A) I separated the routine into separate implementations, one for each scale. I still used the same sampling routine, but just passed it a fixed-value for the scale. In previous micro-benchmarks on the bilinear code I noticed this lead to a pretty decent improvement.
But in this case it didn't. It slowed down some scales by a factor of 1-2, and moreover, made other routines in the same source file execute slower(!). I can only assume the growth in code-size was a significant factor here. I also noticed the register usage hit 63 again - which probably means all i've done is hit a bug in the compiler again (I should really upgrade the driver: we're moving to AMD hardware RSN anyway).
B) Using two passes. A separate scale pass followed by a calculation pass. Intuitively this should be somewhat slower: the calculation after the scaling is simple and can be done in registers.
But of course it turned out faster. Not a huge amount, about 20% for the routine in question.
I did have to do some work to make it happen though: using local memory and 2d workgroup sizes, and separate code for the scaling down functions (e.g. it just sums 2x2 block to go down by 2). In this case using separate functions for each size worked quite well (more evidence of compiler bugs). I was also able to batch the 3 planes separately to get added parallelism - the problem size is quite small so this should hep.
... and after writing (C) below I re-arranged the upscaler to use hard-coded sizes as well, and re-did the bicubic interpolator to accept integer and offset values separately: the compiler can remove some of the calculations here since i'm always using the same pixel offsets.
... and i also experimented with changing the output type to float8 rather than float2 and writing 4 pixels at once for the 4x upscale. This was 2x faster again for this routine (and uses fewer registers?), although I can't trust this number as the results are now broken (and i really have had about enough of it and don't want to debug it).
C) Doing more at once. e.g. doing 1/2, 1, and 2x at the same time. Actually because the 2x scale uses hard-coded interpolation numbers the bicubic interpolation can be simplified greatly (that just gave me an idea to improve B) above).
I didn't get this incorporated because it required a bit of re-arrangement of the host code, but this could shave off a bit more. I usually need a few scales of the same data in each pass so this would be useful.
Conclusions
Although all these could also be applied to the bilinear code, I now (with the changes in B above) have bicubic interpolation for this routine running much the same speed as the original bilinear did.

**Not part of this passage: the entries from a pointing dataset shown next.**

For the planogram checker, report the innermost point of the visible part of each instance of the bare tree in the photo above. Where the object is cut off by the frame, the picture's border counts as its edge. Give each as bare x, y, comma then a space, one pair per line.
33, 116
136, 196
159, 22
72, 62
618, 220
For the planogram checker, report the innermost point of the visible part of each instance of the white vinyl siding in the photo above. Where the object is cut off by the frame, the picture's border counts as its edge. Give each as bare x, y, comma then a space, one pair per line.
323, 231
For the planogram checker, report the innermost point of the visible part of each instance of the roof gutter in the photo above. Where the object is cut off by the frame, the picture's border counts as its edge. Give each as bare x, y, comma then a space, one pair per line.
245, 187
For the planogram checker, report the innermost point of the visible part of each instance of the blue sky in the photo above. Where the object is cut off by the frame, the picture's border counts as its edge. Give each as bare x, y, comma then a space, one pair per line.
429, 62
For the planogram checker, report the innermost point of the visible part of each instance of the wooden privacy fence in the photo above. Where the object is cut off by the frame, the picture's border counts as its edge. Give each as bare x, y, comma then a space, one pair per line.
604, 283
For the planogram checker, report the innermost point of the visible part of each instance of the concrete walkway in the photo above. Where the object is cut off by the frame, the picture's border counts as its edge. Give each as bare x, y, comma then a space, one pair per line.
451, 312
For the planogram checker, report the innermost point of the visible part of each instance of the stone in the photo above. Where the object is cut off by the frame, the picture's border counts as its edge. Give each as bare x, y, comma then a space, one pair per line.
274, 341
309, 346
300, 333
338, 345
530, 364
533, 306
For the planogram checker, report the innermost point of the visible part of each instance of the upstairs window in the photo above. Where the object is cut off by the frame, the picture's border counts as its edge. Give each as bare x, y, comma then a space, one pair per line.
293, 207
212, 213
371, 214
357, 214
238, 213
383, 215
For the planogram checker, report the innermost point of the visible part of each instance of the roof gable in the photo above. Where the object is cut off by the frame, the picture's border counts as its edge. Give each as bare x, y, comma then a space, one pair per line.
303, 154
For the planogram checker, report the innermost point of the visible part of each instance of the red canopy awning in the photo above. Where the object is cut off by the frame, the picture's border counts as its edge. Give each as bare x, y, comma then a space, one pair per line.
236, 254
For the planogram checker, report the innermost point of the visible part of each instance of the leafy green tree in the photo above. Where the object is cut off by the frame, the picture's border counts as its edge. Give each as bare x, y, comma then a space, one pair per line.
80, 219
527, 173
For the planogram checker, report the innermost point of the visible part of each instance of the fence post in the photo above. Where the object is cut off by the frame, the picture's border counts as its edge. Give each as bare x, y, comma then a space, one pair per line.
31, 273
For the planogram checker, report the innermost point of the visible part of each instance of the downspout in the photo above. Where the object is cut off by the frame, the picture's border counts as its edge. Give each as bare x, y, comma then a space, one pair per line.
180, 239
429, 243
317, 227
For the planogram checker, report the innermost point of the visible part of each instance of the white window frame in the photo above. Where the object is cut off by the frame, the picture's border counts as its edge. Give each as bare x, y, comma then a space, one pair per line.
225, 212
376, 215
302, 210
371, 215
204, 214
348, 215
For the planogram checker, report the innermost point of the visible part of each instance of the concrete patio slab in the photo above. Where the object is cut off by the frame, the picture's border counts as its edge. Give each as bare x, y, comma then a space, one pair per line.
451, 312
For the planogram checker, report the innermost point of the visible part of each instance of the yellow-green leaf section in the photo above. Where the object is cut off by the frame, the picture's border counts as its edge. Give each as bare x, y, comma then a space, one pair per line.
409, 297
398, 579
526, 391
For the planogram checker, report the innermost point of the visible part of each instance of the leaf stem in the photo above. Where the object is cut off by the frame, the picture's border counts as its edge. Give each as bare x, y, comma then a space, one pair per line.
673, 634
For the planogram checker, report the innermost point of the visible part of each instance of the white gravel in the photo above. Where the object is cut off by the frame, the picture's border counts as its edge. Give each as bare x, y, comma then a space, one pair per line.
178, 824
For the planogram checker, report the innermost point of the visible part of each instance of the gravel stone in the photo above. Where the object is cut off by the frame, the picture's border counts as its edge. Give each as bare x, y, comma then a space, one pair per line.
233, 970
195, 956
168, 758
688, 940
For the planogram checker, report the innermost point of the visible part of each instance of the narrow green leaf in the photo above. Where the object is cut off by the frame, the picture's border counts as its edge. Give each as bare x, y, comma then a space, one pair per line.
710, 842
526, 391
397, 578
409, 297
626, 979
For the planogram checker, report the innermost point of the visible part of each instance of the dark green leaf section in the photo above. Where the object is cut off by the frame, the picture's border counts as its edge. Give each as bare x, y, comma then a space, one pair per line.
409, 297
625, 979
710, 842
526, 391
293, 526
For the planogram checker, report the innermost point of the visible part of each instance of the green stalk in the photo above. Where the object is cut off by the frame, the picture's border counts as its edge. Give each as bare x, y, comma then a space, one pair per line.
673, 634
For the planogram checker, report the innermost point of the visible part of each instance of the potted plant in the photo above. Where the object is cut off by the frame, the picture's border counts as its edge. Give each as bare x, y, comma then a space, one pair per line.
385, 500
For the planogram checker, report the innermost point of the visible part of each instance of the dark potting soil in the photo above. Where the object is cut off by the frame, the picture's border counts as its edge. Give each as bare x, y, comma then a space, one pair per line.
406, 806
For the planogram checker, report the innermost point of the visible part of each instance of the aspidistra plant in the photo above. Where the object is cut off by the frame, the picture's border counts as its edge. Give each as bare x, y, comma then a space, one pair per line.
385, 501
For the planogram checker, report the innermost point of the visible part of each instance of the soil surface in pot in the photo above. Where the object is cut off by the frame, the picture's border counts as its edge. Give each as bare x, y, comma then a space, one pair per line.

But it shows that you sometimes don't want to do too much in a given routine - compiler bugs, register spillage, or just more registers end up being used, which adversely affect parallelism and performance. Although a trip to memory is quite costly, these other factors can greatly outweigh it.
After all this, and a few more changes in this particular routine i'm working on, I only managed about a 9% improvement. TBH i'm not sure it's really worth it ... and I probably only went so far as I had a bit of time between getting this to a working state and heading back to reading papers.